Subsequent communications to Governor Downey show that the volunteer company commanded by Seman Wright wanted to become officially recognized as state militia, thereby becoming eligible for state funding. Hydesville rancher E. L. Davis, who had presided at the meeting where the company was formed, wrote Downey just after the massacre, stating that "This company is needed for the protection of lives & property & if we do not get it we will never ask the state again & I for one shall oppose paying any more state Taxes & [we will] fight our own battles in our own way-- exterminate the Indians from the face of the earth as far as this county is concerned. In fact, the little mess at Indian Island is only a beginning if we can't get our just protection from [the] state or [federal] government that the citizens are entitled to."

Despite condemnation of the attack in the press outside Humboldt County, no one was ever prosecuted for the murders.

==Aftermath and present day==

The Wiyot Tribe said their people were not allowed to return to Tuluwat or their other lands. Soldiers from Fort Humboldt took many of the surviving Wiyot into protective custody at the fort, later transporting them to the Klamath River Reservation. Several nonetheless returned home soon after, and attacks on white settlements were stronger in areas with sparse settlement of white people.

White settler Robert Gunther gained ownership over the island in 1860, the year of the massacre. He diked the island and used it as a dairy ranch. It was later used as a shipyard repair facility, which led to toxic chemicals contaminating the island.

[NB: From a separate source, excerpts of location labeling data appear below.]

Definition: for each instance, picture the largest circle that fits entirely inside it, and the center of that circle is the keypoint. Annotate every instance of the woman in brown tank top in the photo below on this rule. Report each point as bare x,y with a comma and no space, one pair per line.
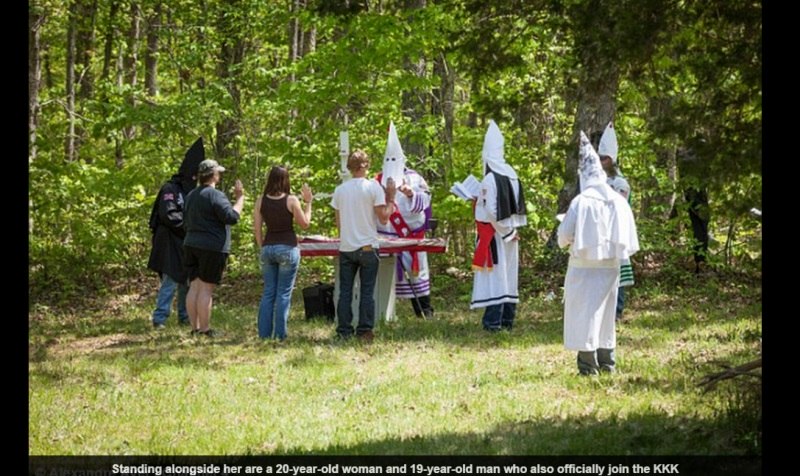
277,210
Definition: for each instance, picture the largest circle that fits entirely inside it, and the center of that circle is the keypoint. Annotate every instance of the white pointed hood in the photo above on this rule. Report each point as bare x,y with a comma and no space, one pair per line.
394,160
589,168
608,143
492,154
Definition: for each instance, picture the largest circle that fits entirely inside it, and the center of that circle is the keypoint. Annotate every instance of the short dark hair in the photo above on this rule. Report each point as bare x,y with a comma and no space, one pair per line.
277,181
205,178
358,160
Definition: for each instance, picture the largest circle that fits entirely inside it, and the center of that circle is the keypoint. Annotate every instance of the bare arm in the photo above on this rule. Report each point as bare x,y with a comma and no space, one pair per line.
385,211
238,192
301,216
258,224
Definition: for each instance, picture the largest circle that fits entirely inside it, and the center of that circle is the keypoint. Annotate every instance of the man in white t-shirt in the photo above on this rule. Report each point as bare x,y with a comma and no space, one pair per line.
359,203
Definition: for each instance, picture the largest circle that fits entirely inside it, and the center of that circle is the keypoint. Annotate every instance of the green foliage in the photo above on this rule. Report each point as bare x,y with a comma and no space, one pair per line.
515,62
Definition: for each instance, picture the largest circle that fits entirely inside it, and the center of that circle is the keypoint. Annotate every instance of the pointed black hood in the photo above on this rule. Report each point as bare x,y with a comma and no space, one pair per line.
192,159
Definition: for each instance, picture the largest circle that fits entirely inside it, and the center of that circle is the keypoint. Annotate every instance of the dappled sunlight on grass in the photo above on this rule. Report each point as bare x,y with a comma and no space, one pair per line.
109,384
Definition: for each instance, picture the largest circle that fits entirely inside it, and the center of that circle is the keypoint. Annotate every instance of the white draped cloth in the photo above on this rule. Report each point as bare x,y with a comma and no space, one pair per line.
413,211
498,285
600,231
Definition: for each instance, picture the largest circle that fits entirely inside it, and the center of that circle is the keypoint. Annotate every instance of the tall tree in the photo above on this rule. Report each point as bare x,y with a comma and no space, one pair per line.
84,45
36,17
130,74
69,145
111,32
151,53
443,106
231,55
415,100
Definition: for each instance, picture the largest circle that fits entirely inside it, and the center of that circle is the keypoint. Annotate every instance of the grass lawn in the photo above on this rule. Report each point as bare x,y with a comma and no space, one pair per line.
102,381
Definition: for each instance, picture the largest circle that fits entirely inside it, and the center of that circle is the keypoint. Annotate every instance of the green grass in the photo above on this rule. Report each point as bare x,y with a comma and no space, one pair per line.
103,382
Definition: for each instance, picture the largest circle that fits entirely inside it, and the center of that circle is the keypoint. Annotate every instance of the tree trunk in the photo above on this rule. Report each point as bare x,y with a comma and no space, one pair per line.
230,56
310,41
69,145
414,102
597,90
657,197
111,33
151,53
131,70
35,20
84,46
443,105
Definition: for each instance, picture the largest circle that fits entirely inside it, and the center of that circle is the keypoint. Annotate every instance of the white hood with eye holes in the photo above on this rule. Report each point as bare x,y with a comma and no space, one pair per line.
394,160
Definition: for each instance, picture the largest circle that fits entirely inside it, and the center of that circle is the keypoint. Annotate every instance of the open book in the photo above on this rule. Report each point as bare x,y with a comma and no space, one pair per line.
468,189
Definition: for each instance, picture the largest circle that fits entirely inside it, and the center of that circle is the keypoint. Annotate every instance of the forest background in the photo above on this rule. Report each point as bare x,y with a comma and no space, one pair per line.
119,89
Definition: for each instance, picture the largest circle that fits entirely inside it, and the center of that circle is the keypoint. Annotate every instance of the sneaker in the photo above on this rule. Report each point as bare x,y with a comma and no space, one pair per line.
366,336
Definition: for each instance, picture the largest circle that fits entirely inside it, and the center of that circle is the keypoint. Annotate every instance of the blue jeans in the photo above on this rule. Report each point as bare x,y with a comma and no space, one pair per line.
279,265
164,300
350,263
499,316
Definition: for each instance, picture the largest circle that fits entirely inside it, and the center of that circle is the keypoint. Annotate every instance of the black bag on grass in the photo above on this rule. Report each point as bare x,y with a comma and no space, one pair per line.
318,301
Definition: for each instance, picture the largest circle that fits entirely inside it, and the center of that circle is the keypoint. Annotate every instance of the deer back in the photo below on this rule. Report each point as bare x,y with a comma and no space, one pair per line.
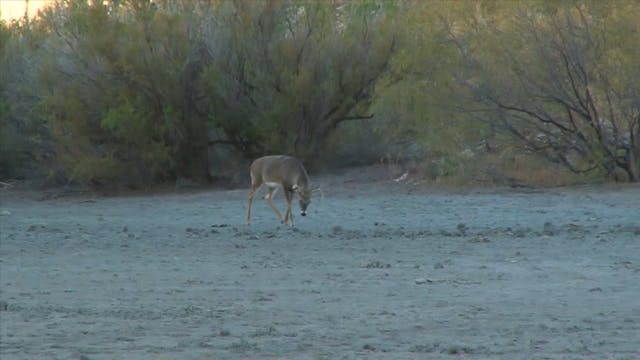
282,169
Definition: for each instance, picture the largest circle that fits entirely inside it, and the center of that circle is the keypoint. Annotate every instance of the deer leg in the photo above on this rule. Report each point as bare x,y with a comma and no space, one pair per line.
269,198
288,216
251,194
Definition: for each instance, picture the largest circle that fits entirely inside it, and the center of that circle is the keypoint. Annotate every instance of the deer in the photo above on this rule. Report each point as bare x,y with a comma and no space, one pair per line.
277,171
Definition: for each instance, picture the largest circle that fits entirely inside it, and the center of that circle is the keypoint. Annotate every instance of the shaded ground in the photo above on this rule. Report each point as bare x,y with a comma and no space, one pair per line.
377,270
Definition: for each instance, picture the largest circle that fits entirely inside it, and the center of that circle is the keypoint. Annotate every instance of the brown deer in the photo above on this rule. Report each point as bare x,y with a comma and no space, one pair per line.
280,170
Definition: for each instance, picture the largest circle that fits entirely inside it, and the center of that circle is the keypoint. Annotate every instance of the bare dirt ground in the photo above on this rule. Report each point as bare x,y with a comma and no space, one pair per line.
378,270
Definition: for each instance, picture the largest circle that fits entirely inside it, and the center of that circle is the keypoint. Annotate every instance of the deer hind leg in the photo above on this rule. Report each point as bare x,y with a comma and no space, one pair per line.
269,198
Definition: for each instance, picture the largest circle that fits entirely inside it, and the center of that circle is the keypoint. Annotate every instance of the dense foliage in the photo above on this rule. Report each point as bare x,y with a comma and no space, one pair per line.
137,92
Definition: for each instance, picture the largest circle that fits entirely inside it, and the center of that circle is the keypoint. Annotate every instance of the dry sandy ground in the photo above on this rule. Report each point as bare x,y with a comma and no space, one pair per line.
378,270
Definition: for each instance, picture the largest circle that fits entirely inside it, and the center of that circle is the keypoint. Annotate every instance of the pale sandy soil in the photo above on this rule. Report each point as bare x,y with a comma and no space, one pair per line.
378,270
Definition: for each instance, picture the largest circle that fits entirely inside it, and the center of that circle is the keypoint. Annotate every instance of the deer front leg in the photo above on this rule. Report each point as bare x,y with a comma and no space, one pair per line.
269,198
251,193
288,194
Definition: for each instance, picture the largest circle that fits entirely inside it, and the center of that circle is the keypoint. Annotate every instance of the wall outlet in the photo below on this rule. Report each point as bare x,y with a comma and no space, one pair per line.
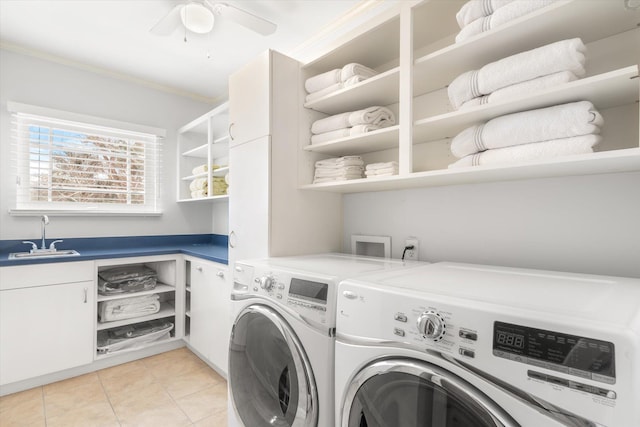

In 1998, the Wiyot Tribe began raising funds to repurchase the land in order to perform their annual World Renewal Ceremony. They bought the first parcel in 2000. They remediated the land, and in 2018 the Eureka City Council voted to return all the city's remaining holdings on the island to the tribe free of charge. The Wiyot Tribe now controls all but a few privately owned parcels, and resumed the World Renewal Ceremony on Tuluwat in 2014.

== In popular culture ==
The massacre of the Wiyot people is referenced by the American alternative rock band Frank Black and the Catholics in the song "Humboldt County Massacre" on their 1998 EP All My Ghosts. The song discusses the suffering of the Wiyot people, the reaction of Robert Gunther, and the lack of punishment for the perpetrators of the massacre.